Partway into “Glass Onion,” the new sequel to 2019 murder mystery “Knives Out,” tech billionaire Miles Bron (Edward Norton) excitedly outlines the “murder mystery” game he has devised for his guests. But his glee is cut short by one guest, private detective Benoit Blanc (Daniel Craig). Within seconds, Blanc solves Bron’s mystery, much to the billionaire’s chagrin. By the film’s end, thanks to Blanc and his client Helen Brand (Janelle Monáe), Bron hasn’t just lost his party theme. He’s destroyed his reputation, exposed himself as a murderer and incinerated his house — and the “Mona Lisa” to boot.
It all makes Miles Bron the perfect villain for 2022: a tycoon far dumber than he realizes.
Thanks to recent headlines, for many viewers, Bron’s mixture of bluster, hubris and half-baked ideas will likely bring to mind Twitter owner and part-time car enthusiast Elon Musk. But, as Norton has noted, he and writer-director Rian Johnson based Bron on multiple (unnamed) real-life billionaires and tech figures, not one specific person. The movie’s root conflict — Bron’s ouster of Helen’s sister Cassandra (Monáe) from the company they co-founded based on Cassandra’s idea — evokes Mark Zuckerberg’s battles in building Facebook. His proselytizing for a not-ready-for-prime-time technology — in this case, an unstable hydrogen fuel — recalls Elizabeth Holmes. His wardrobe of T-shirts and necklaces suggests Sam Bankman-Fried and other casually attired entrepreneurs.

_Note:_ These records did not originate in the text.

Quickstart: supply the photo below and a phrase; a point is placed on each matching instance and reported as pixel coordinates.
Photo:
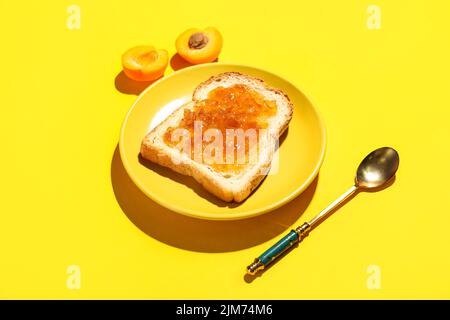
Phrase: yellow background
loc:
(65, 199)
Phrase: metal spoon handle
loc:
(294, 236)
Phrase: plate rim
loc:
(221, 216)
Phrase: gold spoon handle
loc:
(294, 236)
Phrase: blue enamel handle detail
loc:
(278, 248)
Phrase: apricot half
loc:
(145, 63)
(199, 46)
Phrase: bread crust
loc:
(227, 189)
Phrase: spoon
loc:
(375, 170)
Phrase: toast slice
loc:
(228, 186)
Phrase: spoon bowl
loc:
(377, 168)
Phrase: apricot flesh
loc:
(199, 46)
(145, 63)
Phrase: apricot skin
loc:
(145, 63)
(207, 52)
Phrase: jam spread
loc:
(235, 107)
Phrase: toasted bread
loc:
(226, 186)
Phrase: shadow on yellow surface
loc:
(250, 278)
(129, 86)
(201, 235)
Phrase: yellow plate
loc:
(300, 156)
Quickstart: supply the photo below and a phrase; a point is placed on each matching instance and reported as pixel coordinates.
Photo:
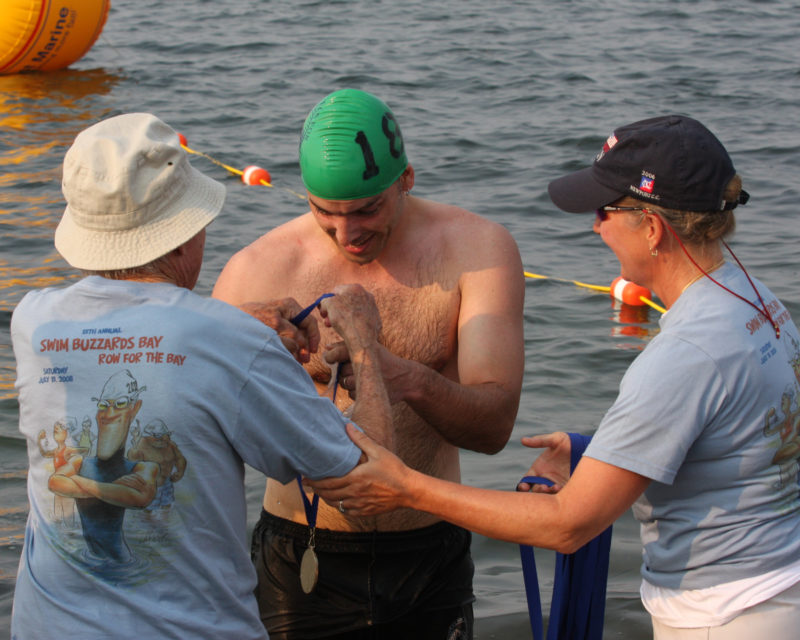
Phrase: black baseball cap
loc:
(670, 161)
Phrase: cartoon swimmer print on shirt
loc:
(107, 484)
(785, 421)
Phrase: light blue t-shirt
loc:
(144, 535)
(710, 411)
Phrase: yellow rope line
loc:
(594, 287)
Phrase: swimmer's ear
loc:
(407, 179)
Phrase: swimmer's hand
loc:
(301, 340)
(552, 464)
(376, 485)
(352, 312)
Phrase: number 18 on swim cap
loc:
(351, 147)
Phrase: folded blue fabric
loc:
(579, 588)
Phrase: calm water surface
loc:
(495, 99)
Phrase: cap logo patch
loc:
(607, 146)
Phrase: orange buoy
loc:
(628, 292)
(40, 35)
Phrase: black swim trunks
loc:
(376, 585)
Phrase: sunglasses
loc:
(117, 403)
(602, 212)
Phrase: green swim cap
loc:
(351, 147)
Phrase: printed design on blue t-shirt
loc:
(784, 420)
(121, 481)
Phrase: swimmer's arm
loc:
(352, 312)
(595, 496)
(62, 483)
(478, 411)
(135, 490)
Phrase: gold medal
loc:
(309, 570)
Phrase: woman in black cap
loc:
(703, 439)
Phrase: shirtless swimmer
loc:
(449, 287)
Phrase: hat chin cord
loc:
(763, 310)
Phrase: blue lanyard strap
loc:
(310, 506)
(579, 588)
(304, 313)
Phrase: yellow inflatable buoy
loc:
(42, 35)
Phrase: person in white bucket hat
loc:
(227, 385)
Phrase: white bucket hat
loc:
(132, 195)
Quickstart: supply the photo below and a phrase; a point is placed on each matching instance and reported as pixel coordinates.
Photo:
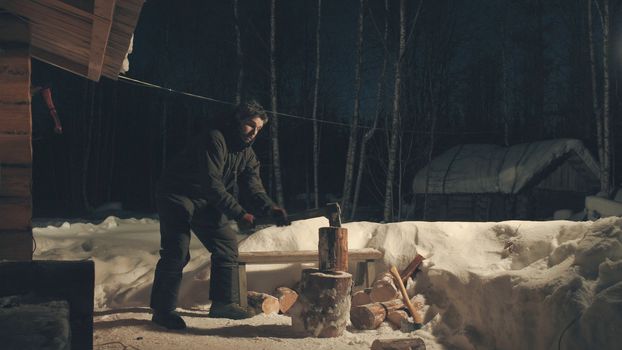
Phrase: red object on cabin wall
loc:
(46, 92)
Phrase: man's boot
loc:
(168, 319)
(228, 310)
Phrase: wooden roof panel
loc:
(87, 37)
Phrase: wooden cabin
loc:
(478, 182)
(89, 38)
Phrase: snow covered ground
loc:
(507, 285)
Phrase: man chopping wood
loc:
(198, 191)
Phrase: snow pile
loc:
(507, 285)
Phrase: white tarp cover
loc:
(483, 168)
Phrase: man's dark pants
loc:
(179, 214)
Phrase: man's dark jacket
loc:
(212, 166)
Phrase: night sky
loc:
(471, 64)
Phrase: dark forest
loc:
(485, 71)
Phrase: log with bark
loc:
(262, 303)
(411, 268)
(370, 316)
(361, 297)
(323, 304)
(384, 289)
(333, 249)
(396, 318)
(398, 344)
(287, 298)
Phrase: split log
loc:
(370, 316)
(333, 249)
(413, 311)
(323, 304)
(361, 297)
(262, 303)
(286, 297)
(411, 268)
(398, 344)
(396, 317)
(384, 289)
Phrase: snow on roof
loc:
(483, 168)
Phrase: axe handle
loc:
(413, 311)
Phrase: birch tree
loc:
(274, 125)
(316, 149)
(606, 161)
(379, 99)
(238, 45)
(395, 122)
(601, 115)
(350, 156)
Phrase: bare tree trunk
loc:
(595, 107)
(379, 99)
(274, 128)
(316, 151)
(350, 156)
(504, 75)
(606, 162)
(87, 147)
(238, 42)
(388, 198)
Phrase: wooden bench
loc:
(365, 268)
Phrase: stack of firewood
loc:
(384, 301)
(280, 301)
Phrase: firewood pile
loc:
(387, 301)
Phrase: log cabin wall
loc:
(15, 140)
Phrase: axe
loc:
(331, 211)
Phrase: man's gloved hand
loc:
(280, 216)
(248, 220)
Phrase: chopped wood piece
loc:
(263, 303)
(333, 249)
(361, 297)
(323, 304)
(398, 344)
(384, 289)
(396, 317)
(370, 316)
(287, 297)
(413, 311)
(411, 268)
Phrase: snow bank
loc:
(507, 285)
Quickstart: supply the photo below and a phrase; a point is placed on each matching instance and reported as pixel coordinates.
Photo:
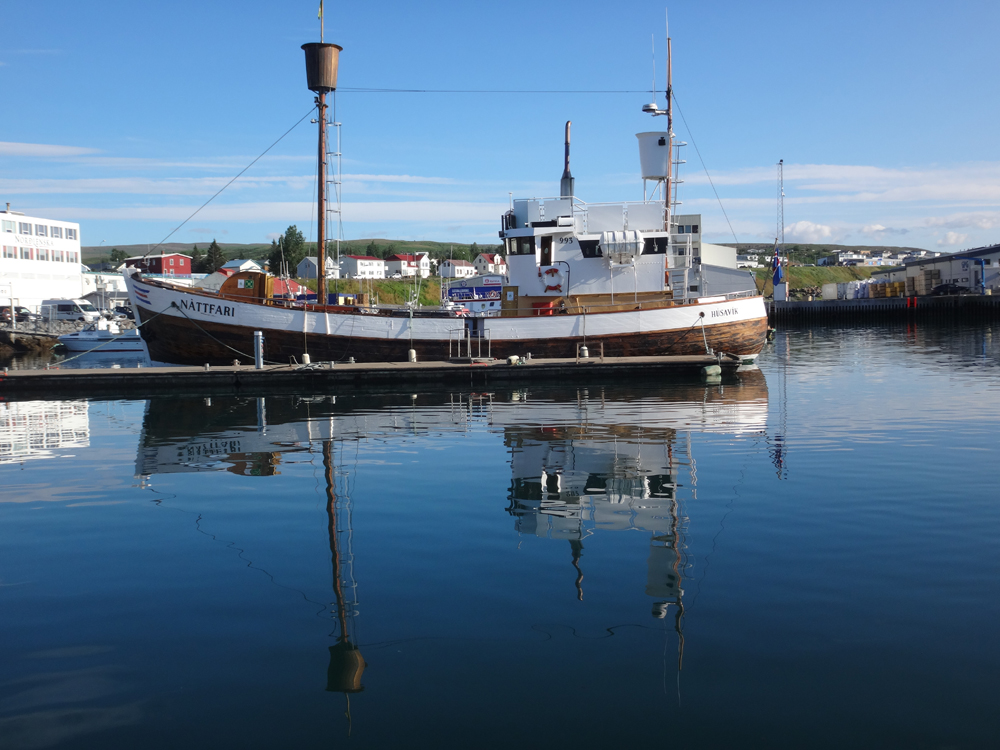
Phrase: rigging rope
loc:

Like all these figures, Bron is utterly convinced of his own genius. He speaks passionately of being a “disrupter.” He portrays himself as an innovator, even though he stole his co-founder’s ideas. His island is only accessible via a glass dock that looks impressive, but is only accessible at low tide, with the local police referring to it as a “piece of s—.” He brushes aside warnings that his hydrogen fuel is too unstable — heedlessness that literally blows up in his face. And he attempts to pull off multiple murders under the nose of the world’s greatest detective.
That wealth, luck and success in one field at one time does not bestow world-spanning expertise is not a new idea. Any moderately knowledgeable sports fan can rattle off a dozen owners whose resources far outpace their abilities, from the Washington Commanders’ Daniel Snyder to Manchester United’s Glazer family. The annals of business are littered with companies and executives who flamed out spectacularly after mistaking one success for utter infallibility.
But it is Blanc’s initial difficulty in identifying Bron as the culprit that explains why we’re stuck seeing this lesson play out time and again. From the moment Helen Brand brings her case to Blanc, Bron is the obvious suspect. Blanc — and the viewer — wants the solution to be more complicated, to contain some sort of hidden brilliance. And even when Blanc lays out the crudeness of Bron’s plan, his friends still cling to the myth of his genius. “It’s so dumb, it’s brilliant!” gasps Birdie Jay (Kate Hudson).